Over the years, I have had the good luck of being able to visit our nation’s capital in Washington D.C. many times.
I once regularly had pressing work-related reasons to go. Those reasons might be so-called big-deal visits to “The Hill” or crucial meetings with some powerful federal agency. Maybe it was some random conference where I would sit in the back and drink coffee and eat pastries all day, or heaven forbid, I would be one of the important speakers.
DC does conferences like Las Vegas does craps—which leads me to the sage advice I give for meetings in either place: keep the stakes low. If you must go to the capital, get your work done and out of the way as quickly as possible so you can get to what the city does best.
While most see Washington as a town defined by politics and power, to me it more accurately stands for history and food, and not necessarily in that order.
I was there last weekend with my wife, who had a conference to attend. There was no plotting and scheming of how to skip this session or that meeting for me — I didn’t have any to begin with. So, while she was planning which breakout session to attend, I was making the one arrangement that was my top priority, a dinner reservation in Georgetown at Filomena. It’s one of my favorite Italian restaurants anywhere and judging by the reaction to my Facebook check-in there, a good number of my friends agree. But the food is so good everywhere in DC, being a repeat customer anywhere seems reckless. So much food, so little time.
Food, then history
My first full day was Friday, and I discovered the U.S. Department of Agriculture hosts a Farmers Market every Friday in their 12th Street parking lot. It was in between our hotel and the National Mall, so I couldn’t skip it. Do you know what a “bao bun” is? I didn’t, but thanks to a booth by Bundup.com, they are a new favorite. I recommend the pork belly bun, but of course, all three of the ones I had were delish. I again felt a little reckless pigging out on that, because soon after I was full, I discovered an oyster tent. Oysters at a Farmers Market? Welcome to the USDA.

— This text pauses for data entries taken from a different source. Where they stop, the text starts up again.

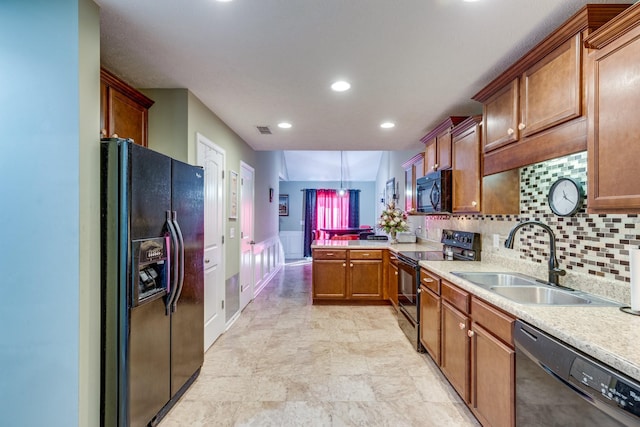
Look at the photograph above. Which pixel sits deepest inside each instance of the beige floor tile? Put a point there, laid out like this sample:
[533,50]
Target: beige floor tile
[285,362]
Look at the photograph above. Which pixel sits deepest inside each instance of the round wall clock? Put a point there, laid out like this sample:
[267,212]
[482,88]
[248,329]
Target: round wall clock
[565,197]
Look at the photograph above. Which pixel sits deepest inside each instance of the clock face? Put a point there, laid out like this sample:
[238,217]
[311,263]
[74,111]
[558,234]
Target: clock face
[565,197]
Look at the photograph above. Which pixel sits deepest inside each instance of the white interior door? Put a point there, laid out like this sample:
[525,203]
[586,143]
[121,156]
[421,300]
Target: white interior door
[211,158]
[247,281]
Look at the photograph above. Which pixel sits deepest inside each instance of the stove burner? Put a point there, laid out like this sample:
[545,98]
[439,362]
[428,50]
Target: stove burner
[461,245]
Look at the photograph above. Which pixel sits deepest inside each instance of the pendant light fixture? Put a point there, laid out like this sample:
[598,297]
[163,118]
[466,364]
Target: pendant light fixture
[342,190]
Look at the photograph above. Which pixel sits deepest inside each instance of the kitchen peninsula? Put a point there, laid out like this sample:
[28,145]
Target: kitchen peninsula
[601,332]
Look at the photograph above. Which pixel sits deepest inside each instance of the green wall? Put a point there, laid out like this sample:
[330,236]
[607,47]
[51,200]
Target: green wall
[49,257]
[175,119]
[89,163]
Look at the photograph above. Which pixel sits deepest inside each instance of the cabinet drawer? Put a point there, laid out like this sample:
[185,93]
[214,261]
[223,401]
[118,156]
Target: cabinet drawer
[329,254]
[429,280]
[498,323]
[456,297]
[360,254]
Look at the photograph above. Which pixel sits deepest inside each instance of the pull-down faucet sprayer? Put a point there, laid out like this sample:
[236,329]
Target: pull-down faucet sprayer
[554,267]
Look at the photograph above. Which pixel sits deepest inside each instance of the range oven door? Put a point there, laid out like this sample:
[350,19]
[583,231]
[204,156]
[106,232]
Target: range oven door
[408,288]
[408,302]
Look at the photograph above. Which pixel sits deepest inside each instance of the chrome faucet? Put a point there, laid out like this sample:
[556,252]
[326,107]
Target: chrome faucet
[554,267]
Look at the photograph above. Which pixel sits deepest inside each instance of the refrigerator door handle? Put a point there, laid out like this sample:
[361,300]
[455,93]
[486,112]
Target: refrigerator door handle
[173,264]
[176,297]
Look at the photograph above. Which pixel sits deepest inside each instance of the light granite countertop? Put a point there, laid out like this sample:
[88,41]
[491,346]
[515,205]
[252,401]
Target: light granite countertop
[604,333]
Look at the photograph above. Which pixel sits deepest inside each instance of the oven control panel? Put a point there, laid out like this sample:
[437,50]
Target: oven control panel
[463,245]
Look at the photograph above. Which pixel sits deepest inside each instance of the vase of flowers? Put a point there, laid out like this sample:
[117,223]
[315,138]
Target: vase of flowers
[393,220]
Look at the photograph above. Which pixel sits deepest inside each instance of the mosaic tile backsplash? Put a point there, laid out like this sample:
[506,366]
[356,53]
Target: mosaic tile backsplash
[593,244]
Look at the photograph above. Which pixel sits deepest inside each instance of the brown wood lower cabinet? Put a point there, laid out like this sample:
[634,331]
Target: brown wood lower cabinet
[347,275]
[492,372]
[430,308]
[455,348]
[392,281]
[329,279]
[365,279]
[472,342]
[492,365]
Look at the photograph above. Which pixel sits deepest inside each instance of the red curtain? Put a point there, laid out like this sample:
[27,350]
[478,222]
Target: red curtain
[332,210]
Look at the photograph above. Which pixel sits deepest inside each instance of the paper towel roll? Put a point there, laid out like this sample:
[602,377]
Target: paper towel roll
[634,266]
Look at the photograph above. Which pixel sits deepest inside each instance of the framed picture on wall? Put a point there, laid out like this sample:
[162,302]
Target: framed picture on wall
[233,194]
[283,205]
[390,191]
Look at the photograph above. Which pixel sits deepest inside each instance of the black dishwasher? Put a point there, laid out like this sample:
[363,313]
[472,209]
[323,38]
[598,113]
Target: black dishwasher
[557,385]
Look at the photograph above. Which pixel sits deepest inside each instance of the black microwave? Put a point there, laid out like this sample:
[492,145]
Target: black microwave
[434,192]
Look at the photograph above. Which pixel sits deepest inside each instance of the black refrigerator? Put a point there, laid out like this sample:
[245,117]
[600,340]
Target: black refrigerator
[152,213]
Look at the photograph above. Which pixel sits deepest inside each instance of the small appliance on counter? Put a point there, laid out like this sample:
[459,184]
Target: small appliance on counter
[404,237]
[457,246]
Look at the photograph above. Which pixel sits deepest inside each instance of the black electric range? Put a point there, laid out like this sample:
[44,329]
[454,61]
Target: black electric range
[457,246]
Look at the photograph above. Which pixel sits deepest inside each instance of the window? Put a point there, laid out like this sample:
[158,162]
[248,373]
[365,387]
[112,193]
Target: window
[332,210]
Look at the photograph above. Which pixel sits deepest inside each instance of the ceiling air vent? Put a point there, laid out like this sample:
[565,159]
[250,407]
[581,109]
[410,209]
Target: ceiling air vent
[264,130]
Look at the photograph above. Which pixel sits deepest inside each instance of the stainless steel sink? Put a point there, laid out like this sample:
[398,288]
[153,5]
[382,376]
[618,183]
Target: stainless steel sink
[498,279]
[540,295]
[525,289]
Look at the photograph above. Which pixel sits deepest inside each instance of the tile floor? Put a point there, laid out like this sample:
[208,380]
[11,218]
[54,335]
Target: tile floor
[286,362]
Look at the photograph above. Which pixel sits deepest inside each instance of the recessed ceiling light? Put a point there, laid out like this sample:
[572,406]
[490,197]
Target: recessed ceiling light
[340,86]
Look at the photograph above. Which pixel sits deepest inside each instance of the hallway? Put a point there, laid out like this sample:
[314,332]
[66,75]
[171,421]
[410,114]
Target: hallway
[286,362]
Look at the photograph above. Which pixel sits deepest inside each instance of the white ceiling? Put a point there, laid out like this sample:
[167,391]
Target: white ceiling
[332,165]
[259,62]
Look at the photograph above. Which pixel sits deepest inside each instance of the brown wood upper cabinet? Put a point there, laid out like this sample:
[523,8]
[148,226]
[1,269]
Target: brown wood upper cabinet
[495,194]
[437,153]
[413,169]
[535,111]
[467,166]
[123,110]
[614,97]
[544,95]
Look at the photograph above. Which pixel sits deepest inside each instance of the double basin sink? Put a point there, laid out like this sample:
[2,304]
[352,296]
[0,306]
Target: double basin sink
[524,289]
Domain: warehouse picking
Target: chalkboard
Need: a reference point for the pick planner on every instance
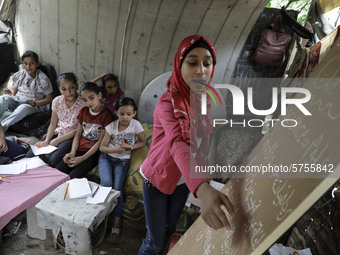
(267, 207)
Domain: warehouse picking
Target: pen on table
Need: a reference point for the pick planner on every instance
(66, 190)
(94, 193)
(39, 143)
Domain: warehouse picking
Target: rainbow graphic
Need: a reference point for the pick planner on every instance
(207, 86)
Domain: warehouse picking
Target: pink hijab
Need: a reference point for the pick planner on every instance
(189, 117)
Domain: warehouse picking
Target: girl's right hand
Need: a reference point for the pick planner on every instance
(41, 144)
(54, 142)
(68, 157)
(211, 202)
(119, 149)
(7, 91)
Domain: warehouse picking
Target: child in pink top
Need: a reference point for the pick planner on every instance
(111, 92)
(170, 157)
(92, 121)
(62, 128)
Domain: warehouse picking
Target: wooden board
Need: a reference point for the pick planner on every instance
(267, 207)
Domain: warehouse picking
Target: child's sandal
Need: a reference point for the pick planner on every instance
(115, 232)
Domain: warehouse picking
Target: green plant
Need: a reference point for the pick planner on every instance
(295, 5)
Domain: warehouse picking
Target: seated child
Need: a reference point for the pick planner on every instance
(9, 150)
(111, 92)
(62, 128)
(116, 147)
(31, 92)
(85, 146)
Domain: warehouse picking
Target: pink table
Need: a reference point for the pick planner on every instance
(27, 189)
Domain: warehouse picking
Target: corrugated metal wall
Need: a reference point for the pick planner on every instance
(135, 39)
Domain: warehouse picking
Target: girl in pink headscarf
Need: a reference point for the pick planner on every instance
(177, 128)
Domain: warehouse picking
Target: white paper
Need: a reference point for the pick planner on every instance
(42, 150)
(12, 169)
(100, 195)
(195, 201)
(79, 188)
(20, 101)
(216, 185)
(279, 249)
(30, 162)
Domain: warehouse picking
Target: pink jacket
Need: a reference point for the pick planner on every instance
(169, 155)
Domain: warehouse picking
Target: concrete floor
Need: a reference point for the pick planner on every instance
(21, 244)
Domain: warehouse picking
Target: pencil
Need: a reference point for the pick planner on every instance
(94, 193)
(66, 190)
(39, 143)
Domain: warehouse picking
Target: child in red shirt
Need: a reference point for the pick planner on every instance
(92, 120)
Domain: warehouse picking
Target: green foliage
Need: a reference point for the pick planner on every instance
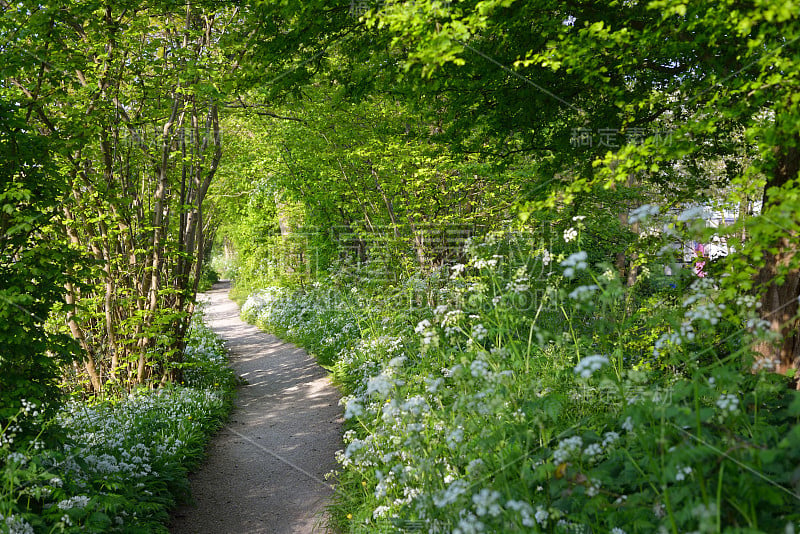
(531, 392)
(123, 464)
(33, 272)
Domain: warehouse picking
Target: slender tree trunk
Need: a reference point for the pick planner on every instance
(779, 278)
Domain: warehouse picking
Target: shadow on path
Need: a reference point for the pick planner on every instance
(265, 470)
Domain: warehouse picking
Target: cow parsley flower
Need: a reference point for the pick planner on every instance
(683, 472)
(588, 365)
(486, 503)
(583, 292)
(728, 402)
(575, 262)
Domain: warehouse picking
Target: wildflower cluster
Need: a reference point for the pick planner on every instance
(470, 414)
(121, 465)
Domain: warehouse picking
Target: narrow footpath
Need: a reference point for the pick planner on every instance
(265, 471)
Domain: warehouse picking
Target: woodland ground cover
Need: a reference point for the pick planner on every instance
(528, 389)
(117, 465)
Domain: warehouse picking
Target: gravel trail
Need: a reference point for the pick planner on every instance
(265, 470)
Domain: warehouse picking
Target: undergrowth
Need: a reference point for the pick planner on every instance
(122, 464)
(530, 389)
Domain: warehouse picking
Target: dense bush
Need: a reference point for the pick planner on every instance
(123, 464)
(535, 391)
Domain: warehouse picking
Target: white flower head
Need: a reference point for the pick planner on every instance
(575, 262)
(689, 214)
(728, 402)
(643, 212)
(683, 472)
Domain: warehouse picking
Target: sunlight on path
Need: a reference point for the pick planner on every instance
(265, 470)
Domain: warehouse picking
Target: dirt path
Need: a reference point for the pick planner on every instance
(265, 470)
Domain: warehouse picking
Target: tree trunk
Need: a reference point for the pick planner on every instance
(779, 279)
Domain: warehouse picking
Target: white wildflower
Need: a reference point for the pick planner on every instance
(583, 292)
(695, 212)
(479, 332)
(728, 402)
(575, 262)
(683, 472)
(627, 425)
(486, 503)
(642, 213)
(566, 449)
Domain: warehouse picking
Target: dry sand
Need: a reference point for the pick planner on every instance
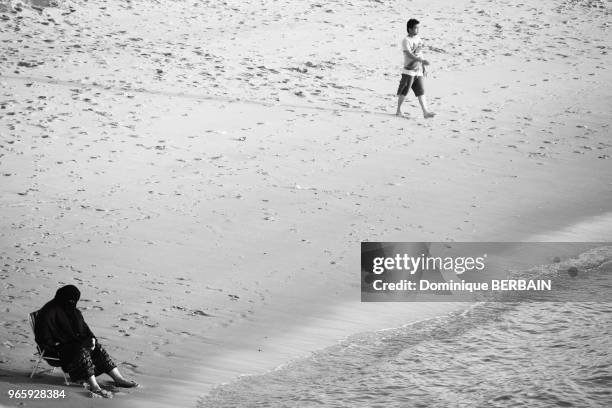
(205, 171)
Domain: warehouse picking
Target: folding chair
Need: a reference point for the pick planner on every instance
(40, 353)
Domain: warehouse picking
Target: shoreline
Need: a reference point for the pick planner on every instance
(210, 205)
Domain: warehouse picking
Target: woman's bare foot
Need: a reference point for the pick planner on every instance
(123, 383)
(100, 393)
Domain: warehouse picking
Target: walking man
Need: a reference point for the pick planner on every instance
(413, 70)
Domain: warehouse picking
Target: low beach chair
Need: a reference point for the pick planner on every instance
(40, 353)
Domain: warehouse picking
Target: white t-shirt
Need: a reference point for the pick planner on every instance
(415, 45)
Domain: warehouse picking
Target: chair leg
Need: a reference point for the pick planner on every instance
(35, 367)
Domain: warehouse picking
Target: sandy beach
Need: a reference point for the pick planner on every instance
(205, 171)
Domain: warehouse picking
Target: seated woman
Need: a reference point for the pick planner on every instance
(61, 331)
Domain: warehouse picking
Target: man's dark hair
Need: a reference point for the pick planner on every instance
(411, 23)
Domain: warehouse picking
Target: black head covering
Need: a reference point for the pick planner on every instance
(67, 296)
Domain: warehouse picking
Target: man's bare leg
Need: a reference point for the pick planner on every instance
(423, 103)
(400, 100)
(120, 381)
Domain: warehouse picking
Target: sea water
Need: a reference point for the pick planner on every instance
(491, 354)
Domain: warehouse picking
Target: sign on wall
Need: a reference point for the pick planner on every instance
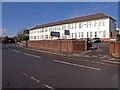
(67, 32)
(55, 34)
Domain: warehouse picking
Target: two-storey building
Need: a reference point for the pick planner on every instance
(92, 26)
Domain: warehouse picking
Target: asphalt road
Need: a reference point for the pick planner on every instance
(24, 68)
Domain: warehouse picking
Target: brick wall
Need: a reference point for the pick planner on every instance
(73, 46)
(115, 48)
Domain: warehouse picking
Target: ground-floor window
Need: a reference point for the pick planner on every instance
(104, 33)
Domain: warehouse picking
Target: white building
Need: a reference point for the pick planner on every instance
(92, 26)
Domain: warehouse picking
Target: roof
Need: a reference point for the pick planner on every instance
(73, 20)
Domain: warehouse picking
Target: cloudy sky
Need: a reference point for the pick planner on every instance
(19, 15)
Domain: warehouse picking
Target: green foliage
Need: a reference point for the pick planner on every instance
(21, 36)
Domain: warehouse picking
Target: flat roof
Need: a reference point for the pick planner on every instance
(73, 20)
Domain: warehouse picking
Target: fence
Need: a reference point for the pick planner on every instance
(61, 45)
(115, 48)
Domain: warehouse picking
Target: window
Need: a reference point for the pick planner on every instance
(34, 37)
(80, 25)
(72, 35)
(100, 23)
(69, 26)
(31, 37)
(82, 34)
(103, 22)
(72, 26)
(45, 29)
(100, 33)
(87, 24)
(87, 34)
(75, 35)
(90, 34)
(104, 33)
(46, 36)
(63, 27)
(95, 34)
(90, 24)
(37, 37)
(42, 29)
(35, 31)
(75, 25)
(42, 36)
(95, 23)
(79, 34)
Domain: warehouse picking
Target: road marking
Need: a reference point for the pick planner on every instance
(48, 86)
(32, 55)
(78, 65)
(24, 74)
(35, 79)
(16, 51)
(27, 54)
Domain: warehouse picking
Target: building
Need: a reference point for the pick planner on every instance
(118, 29)
(92, 26)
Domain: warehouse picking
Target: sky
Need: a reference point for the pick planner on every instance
(17, 16)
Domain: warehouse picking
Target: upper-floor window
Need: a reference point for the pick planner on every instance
(100, 23)
(63, 27)
(75, 25)
(90, 23)
(72, 26)
(103, 22)
(45, 29)
(95, 34)
(80, 25)
(95, 23)
(104, 33)
(34, 37)
(87, 34)
(87, 24)
(90, 34)
(42, 29)
(35, 31)
(82, 34)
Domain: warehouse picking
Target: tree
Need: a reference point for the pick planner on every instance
(22, 35)
(5, 40)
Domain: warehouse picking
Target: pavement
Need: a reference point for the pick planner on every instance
(35, 68)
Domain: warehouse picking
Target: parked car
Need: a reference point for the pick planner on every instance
(96, 40)
(89, 42)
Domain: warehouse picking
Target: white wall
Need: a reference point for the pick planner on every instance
(105, 27)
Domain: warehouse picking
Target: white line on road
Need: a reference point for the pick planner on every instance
(78, 65)
(35, 79)
(32, 55)
(48, 86)
(16, 51)
(38, 81)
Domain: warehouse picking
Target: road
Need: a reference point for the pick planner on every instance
(23, 68)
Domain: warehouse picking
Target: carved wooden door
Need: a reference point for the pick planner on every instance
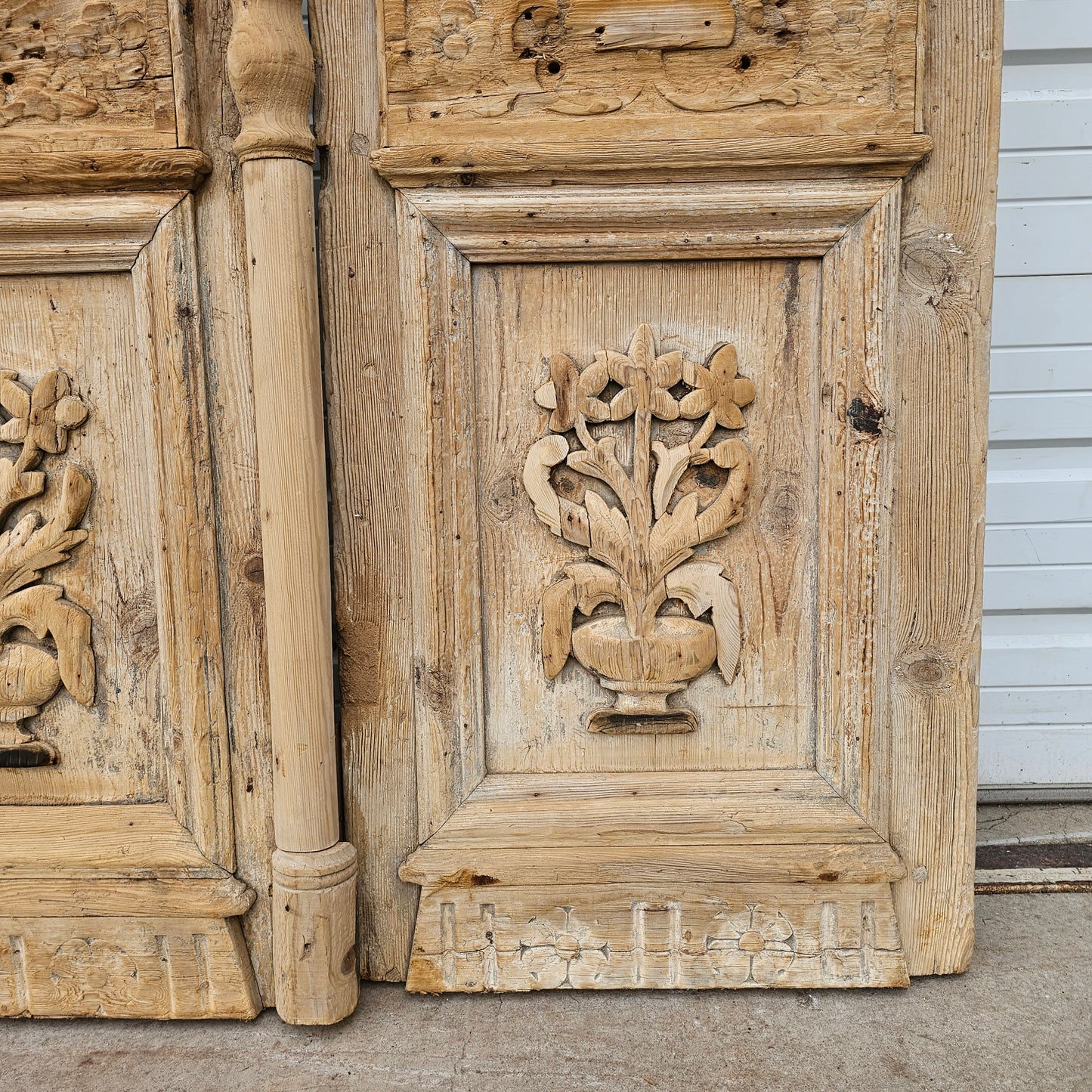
(657, 345)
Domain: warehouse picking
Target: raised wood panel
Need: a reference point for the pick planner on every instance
(802, 68)
(86, 73)
(770, 311)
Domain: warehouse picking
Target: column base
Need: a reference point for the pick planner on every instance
(314, 935)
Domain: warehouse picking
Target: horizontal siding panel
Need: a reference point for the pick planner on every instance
(1035, 704)
(1040, 416)
(1040, 545)
(1040, 497)
(1038, 588)
(1031, 175)
(1029, 660)
(1050, 755)
(1037, 124)
(1043, 311)
(1047, 24)
(1058, 368)
(1044, 238)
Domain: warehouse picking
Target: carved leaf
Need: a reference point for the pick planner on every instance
(595, 584)
(673, 537)
(701, 586)
(27, 549)
(608, 531)
(43, 611)
(544, 454)
(670, 464)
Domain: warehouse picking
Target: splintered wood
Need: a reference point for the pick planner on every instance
(630, 565)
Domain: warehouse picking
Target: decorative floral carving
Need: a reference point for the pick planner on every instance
(642, 527)
(53, 73)
(31, 674)
(456, 39)
(756, 946)
(551, 947)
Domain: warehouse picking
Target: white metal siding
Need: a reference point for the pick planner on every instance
(1037, 670)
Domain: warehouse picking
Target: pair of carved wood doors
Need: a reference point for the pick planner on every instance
(655, 341)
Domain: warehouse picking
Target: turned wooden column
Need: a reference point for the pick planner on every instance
(272, 73)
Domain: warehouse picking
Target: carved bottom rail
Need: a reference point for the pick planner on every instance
(119, 967)
(485, 938)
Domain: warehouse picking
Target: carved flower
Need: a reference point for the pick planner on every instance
(719, 390)
(452, 35)
(552, 948)
(571, 391)
(104, 34)
(753, 947)
(662, 372)
(41, 419)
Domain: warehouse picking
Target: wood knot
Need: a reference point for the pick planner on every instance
(927, 268)
(927, 670)
(253, 569)
(865, 417)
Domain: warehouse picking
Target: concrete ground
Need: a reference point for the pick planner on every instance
(1020, 1019)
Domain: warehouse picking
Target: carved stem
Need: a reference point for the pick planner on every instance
(271, 69)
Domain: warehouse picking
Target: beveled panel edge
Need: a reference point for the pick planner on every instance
(802, 218)
(416, 164)
(80, 233)
(45, 173)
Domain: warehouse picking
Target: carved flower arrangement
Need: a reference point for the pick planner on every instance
(53, 74)
(53, 648)
(642, 530)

With a full belly and a perfect fall afternoon, the mall was calling. Due to incredible demand on my last few trips, I was unable to secure a spot in the National Museum of African American History & Culture. It is the best new museum anywhere. I could go on and on about things I learned, but I was most shocked to learn about Althea Gibson, who became the first black female to play golf on the LPGA Tour in 1963. Yea, being the first at anything is a big deal. But Gibson had already been the Number 1 tennis player in the world in the 1950’s, winning twice at both Wimbledon and the U.S. Open. I’m a little embarrassed I didn’t know her story earlier.
I walked the Mall three times while I was in town, discovering something that was confusing on one hand, symbolically disturbing on the other. The front door of the U.S. Supreme Court doesn’t have any door handles. I have since discovered that the court closed those doors permanently in 2010 due to security concerns, over the objections of Justices Ruth Bader Ginsburg and Stephen Breyer.
Portraits and more
It reminded me of the scene from the movie, “The Post,” where Washington Post publisher, Katherine Graham leaves the court after staring down the Nixon administration over publishing the Pentagon Papers, while young women protestors quietly stand in awe of her as she walks down those steps. We came across Graham’s portrait in the National Portrait Gallery on Saturday. She’s a true First Amendment hero.
After our first trip to what must be the greatest portrait gallery on the planet, we walked around the corner to Ford’s Theater. Assassination sites seem like odd places to celebrate, but this one is more of a celebration of the life of President Abraham Lincoln than his death. But for crime fans out there, there’s plenty of that to absorb as well.
Washington tells our stories incredibly well. The Smithsonian Institution and the National Park Service are unrivaled anywhere, by anyone. Spending time in our nation’s capital is not just interesting and educational, it’s reinvigorating and inspiring.
It would be easy for the enormity of our nation’s story to make one feel small or insignificant. But for me, these trips make me feel a sense of prideful ownership and identity. A good dose of that would do every American soul some good.